Saturday, November 14, 2009

The History for the Middle Finger

Before the Battle of Agincourt in 1415, the French, anticipating victory over the English, proposed to cut off the middle finger of all captured English soldiers. Without the middle finger it would be impossible to draw the renowned English longbow and therefore they would be incapable of fighting in the future.

This famous English longbow was made of the native English Yew tree, and the act of drawing the longbow was known as ‘plucking the yew' (or 'pluck yew').

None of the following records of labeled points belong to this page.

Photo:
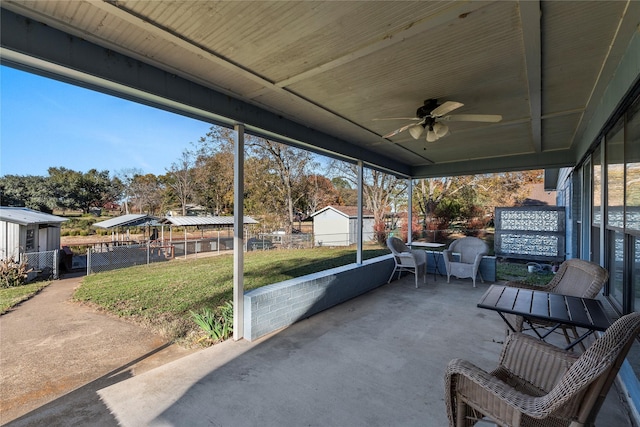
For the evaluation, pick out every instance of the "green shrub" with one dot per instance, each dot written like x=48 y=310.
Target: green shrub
x=12 y=273
x=217 y=325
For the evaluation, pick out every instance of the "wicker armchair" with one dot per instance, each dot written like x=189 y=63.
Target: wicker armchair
x=413 y=261
x=471 y=250
x=575 y=277
x=537 y=384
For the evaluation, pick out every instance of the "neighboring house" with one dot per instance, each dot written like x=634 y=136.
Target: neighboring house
x=337 y=226
x=539 y=196
x=24 y=230
x=191 y=210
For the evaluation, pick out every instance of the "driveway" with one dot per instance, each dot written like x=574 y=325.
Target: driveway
x=52 y=348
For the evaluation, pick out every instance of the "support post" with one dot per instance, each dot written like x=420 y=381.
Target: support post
x=238 y=237
x=360 y=213
x=409 y=209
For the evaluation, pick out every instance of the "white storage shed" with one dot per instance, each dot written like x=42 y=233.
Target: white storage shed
x=337 y=226
x=24 y=230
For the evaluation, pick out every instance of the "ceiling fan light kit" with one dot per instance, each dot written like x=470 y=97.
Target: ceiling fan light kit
x=416 y=131
x=440 y=129
x=431 y=114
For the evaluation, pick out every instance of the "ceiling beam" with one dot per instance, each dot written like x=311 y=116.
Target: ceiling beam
x=529 y=161
x=530 y=15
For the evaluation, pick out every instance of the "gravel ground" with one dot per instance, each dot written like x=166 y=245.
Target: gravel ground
x=51 y=347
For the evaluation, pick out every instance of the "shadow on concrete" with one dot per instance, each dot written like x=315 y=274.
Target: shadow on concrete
x=83 y=405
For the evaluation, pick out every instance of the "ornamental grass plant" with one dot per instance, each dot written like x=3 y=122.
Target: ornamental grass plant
x=163 y=295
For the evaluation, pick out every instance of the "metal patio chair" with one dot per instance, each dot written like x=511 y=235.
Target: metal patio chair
x=538 y=385
x=413 y=261
x=471 y=250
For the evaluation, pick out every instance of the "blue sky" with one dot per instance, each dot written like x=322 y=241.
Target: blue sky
x=45 y=123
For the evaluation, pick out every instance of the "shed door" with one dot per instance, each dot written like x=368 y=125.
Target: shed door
x=42 y=240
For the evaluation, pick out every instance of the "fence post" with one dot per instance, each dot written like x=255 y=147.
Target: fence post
x=55 y=264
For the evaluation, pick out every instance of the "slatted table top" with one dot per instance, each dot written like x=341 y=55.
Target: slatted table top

Much to the bewilderment of the French, the English won a major upset and began mocking the French by waving their middle fingers at the defeated French, saying, See, we can still pluck yew!

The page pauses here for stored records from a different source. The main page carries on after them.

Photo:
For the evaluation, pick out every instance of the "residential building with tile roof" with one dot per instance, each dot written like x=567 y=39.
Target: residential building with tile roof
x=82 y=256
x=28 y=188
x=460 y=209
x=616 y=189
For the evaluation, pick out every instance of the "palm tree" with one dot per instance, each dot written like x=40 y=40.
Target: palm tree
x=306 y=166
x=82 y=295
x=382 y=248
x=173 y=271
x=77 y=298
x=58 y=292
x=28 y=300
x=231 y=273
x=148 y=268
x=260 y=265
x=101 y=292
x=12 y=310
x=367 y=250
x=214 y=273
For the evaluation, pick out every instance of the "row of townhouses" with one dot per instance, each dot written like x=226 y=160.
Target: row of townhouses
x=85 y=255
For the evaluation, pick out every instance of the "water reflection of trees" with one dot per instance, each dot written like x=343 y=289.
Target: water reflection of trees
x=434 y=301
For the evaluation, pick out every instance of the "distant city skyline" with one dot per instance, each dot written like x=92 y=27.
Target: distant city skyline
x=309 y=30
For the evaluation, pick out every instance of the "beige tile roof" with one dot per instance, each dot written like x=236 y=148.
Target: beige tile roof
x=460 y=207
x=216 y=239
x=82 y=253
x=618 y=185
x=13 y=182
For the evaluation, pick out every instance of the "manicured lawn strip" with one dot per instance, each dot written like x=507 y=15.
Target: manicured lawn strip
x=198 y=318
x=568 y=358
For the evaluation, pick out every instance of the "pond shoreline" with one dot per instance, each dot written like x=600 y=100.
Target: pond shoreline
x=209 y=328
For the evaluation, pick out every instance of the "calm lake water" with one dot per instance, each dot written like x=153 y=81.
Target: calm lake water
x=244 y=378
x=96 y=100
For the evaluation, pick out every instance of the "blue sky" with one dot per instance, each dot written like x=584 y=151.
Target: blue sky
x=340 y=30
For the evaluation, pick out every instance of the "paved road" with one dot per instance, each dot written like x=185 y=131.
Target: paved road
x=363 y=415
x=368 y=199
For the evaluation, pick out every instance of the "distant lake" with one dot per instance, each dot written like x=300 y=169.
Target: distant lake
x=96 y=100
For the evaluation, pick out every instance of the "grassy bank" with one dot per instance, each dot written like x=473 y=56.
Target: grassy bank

Since 'pluck yew' is rather difficult to say, the difficult consonant cluster at the beginning has gradually changed to a labiodentals fricative F', and thus the words often used in conjunction with the one-finger-salute!

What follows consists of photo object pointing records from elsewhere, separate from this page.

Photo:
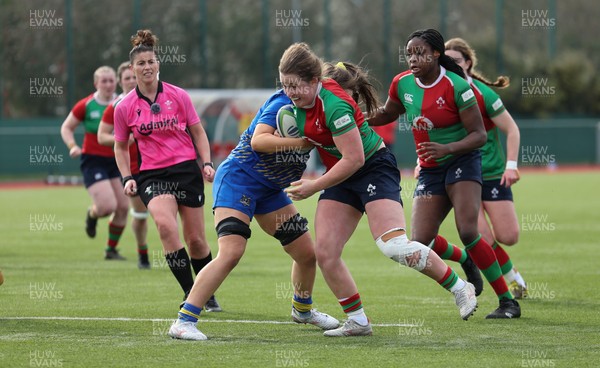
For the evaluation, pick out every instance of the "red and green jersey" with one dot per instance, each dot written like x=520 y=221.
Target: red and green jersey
x=493 y=159
x=332 y=114
x=434 y=109
x=109 y=118
x=89 y=111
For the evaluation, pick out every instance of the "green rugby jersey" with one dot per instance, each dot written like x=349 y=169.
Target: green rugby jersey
x=434 y=110
x=332 y=114
x=493 y=159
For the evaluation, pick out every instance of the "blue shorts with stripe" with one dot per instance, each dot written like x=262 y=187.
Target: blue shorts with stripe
x=236 y=189
x=379 y=178
x=433 y=180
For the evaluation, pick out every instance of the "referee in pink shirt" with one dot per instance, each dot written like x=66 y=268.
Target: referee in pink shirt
x=169 y=137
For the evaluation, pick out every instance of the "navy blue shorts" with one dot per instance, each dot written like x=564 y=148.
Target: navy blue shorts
x=183 y=181
x=379 y=178
x=97 y=168
x=433 y=181
x=493 y=191
x=235 y=188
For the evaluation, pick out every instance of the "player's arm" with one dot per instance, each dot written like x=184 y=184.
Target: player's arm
x=508 y=126
x=388 y=113
x=105 y=134
x=67 y=132
x=264 y=140
x=201 y=141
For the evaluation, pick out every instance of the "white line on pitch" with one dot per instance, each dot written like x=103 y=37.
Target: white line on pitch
x=202 y=320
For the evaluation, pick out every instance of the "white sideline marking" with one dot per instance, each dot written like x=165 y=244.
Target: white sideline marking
x=202 y=320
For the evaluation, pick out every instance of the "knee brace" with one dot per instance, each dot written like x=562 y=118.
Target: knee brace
x=291 y=230
x=233 y=226
x=138 y=215
x=400 y=248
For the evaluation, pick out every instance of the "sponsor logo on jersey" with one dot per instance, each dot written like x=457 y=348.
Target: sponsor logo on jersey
x=166 y=124
x=467 y=95
x=371 y=189
x=440 y=101
x=422 y=123
x=343 y=121
x=496 y=105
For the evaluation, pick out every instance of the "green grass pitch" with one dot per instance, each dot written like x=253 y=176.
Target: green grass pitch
x=96 y=313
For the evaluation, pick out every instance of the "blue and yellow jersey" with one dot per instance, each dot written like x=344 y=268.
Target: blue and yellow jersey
x=276 y=170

It is also because of the pheasant feathers on the arrows used with the longbow that the symbolic gesture is known as 'giving the bird.'


Friend of mind from UL told me that there are some more explanation on this "One Finger Salute"

The origins of this gesture are highly speculative, but is quite possibly 2500 years old. It is identified as the digitus impudicus ('impudent finger') in Ancient Roman writings and reference is made to using the finger in the Ancient Greek comedy The Clouds by Aristophanes . It was defined there as a gesture intended to insult another. It has been noted that the gesture resembles an erect penis .

Ancient Romans also considered an image of an erect phallus as a talisman against evil spells. As a consequence, displaying this gesture to another may not have been a pseudo-sexual insult but rather an insulting statement along the lines of – "I'm going to protect myself against your witchcraft , before you even start;" but an even earlier reference is made to ancient farmers using this finger to test hens for coming eggs.

Which one is corret? let you to decide.

Well, in all cases, this is not too polite and why we have to use this to insult others?